1
Defining Optimality in Statistical Inference
MATH003 Lesson 8
00:00
In the vast wilderness of statistical data, we are hunters seeking the truth—the true parameter $\psi(\theta)$. But how do we decide which arrow (estimator) is best? Optimality is not a vague feeling; it is the mathematical art of minimizing loss. To find the 'best' estimator, we look to the Mean Squared Error (MSE), which elegantly decomposes into the tension between two fundamental forces: Variance and Bias.

Defining the Gold Standard: MSE

To quantify how far our guess $T$ is from the reality $\psi(\theta)$, we define the Mean Squared Error (Definition 6.3.1):

$$MSE_\theta(T) = E_\theta((T - \psi(\theta))^2)$$

This is the average squared distance between our estimator and the target. A perfect estimator would have an MSE of zero, but in a world of random noise, we strive to minimize it.

Theorem 8.1.1: The Architecture of Error

Why does an estimator fail? Theorem 8.1.1 provides the blueprint. If $T$ has a finite second moment, the error relative to any constant $c$ is given by:

$E((T - c)^2) = \text{Var}(T) + (E(T) - c)^2$

This formula reveals that the total squared error is minimized only when we choose $c = E(T)$. In the context of inference, we set $c = \psi(\theta)$, leading to the famous decomposition:

MSE = Variance + Bias$^2$

The Precision-Accuracy Tradeoff

Imagine two weighing scales in a quality control lab:

  • The Precise Relic: It gives the same weight every time (low Variance) but is miscalibrated by 2 grams (high Bias).
  • The Erratic Sage: It is correct on average (zero Bias) but oscillates wildly between measurements (high Variance).

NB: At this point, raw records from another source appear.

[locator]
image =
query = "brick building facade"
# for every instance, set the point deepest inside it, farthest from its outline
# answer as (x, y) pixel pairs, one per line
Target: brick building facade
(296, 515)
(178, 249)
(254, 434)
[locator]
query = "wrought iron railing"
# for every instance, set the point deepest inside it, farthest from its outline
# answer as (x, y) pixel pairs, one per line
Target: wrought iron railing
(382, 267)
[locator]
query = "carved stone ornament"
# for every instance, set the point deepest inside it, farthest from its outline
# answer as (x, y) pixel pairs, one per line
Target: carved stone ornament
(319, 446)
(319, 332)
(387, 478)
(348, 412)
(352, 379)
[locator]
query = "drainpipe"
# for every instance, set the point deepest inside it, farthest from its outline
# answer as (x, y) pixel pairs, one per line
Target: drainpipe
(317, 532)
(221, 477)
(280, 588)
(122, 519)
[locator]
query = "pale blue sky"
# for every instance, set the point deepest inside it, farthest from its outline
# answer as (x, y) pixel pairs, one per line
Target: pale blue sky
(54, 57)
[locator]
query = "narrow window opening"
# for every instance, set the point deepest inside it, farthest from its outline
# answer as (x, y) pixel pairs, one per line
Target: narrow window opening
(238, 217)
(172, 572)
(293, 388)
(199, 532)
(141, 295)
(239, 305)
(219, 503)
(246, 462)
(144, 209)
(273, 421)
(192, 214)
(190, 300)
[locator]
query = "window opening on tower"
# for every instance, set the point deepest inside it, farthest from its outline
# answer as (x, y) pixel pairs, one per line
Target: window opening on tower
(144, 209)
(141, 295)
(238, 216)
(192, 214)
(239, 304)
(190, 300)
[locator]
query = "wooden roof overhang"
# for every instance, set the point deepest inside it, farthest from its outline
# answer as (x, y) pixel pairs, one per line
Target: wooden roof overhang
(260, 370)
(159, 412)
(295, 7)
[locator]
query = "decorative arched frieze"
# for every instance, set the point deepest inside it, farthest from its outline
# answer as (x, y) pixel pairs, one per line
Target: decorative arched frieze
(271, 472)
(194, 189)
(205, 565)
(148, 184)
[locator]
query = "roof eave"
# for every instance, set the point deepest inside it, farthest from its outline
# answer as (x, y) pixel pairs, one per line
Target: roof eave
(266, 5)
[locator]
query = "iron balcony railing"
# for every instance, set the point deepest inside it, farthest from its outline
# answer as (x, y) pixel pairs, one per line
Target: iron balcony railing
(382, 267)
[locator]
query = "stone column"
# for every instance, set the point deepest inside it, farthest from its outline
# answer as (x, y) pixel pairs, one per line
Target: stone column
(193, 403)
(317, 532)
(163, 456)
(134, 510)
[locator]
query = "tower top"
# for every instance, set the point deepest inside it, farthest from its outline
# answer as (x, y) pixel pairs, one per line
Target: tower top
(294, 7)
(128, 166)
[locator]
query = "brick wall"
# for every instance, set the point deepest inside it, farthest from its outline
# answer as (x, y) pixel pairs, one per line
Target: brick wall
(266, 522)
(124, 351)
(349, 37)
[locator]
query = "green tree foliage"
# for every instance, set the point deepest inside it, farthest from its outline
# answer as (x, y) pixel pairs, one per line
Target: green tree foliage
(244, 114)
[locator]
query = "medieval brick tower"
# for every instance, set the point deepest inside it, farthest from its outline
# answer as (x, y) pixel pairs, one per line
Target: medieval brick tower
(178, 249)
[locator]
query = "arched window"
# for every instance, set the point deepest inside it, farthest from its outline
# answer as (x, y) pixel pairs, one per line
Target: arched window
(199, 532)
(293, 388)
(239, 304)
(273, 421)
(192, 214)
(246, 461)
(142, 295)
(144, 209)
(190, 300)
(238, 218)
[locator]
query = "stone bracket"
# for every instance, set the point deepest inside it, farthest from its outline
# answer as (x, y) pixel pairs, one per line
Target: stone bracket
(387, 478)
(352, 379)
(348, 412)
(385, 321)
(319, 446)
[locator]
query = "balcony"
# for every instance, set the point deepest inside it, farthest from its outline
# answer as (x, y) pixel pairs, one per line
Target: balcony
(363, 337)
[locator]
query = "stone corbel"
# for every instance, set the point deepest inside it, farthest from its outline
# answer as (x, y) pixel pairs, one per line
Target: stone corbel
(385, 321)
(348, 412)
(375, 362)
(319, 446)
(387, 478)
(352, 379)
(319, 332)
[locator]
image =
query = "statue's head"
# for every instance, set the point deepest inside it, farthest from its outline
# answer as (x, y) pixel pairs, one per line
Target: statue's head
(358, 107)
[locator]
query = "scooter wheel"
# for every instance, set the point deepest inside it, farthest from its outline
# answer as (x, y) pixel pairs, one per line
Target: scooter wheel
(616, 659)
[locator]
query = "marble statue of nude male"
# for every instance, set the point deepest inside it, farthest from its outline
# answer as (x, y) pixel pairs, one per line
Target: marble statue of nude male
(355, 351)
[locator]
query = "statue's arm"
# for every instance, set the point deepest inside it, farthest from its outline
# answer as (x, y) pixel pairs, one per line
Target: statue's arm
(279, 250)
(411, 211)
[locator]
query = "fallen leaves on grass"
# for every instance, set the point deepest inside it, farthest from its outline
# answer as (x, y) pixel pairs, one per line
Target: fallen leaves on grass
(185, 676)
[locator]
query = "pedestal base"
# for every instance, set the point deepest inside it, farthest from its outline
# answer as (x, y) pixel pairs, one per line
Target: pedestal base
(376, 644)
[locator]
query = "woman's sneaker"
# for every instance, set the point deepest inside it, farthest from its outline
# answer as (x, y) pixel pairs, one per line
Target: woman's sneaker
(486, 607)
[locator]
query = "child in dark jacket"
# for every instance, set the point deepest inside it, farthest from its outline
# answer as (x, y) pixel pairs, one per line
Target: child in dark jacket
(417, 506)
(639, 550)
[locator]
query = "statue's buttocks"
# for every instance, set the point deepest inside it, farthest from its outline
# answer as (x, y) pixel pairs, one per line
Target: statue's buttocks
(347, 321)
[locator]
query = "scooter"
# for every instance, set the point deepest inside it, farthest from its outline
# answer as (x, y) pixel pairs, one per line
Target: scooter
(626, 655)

Theorem 8.1.1 allows us to calculate exactly which scale provides the lower total error. Often, we are willing to accept a small amount of systematic deviation (Bias) if it drastically reduces the noise (Variance).

Example 8.1.1: Sufficiency and Information

Optimality is tied to Information. Consider a sample space $S = \{1, 2, 3, 4\}$. If outcomes 2, 3, and 4 are equally likely under every possible parameter, they carry the same likelihood. We can define a sufficient statistic $U$ that groups these outcomes together without losing any ability to make an optimal inference. As shown in the simulation, if $L(\cdot|2) = L(\cdot|3) = L(\cdot|4)$, an optimal estimator treats these as a single informative event.

🎯 Core Principle
An estimator is optimal when it minimizes the expected loss. For squared error loss, this means finding the point where the sum of Variance and Bias² is at its absolute minimum.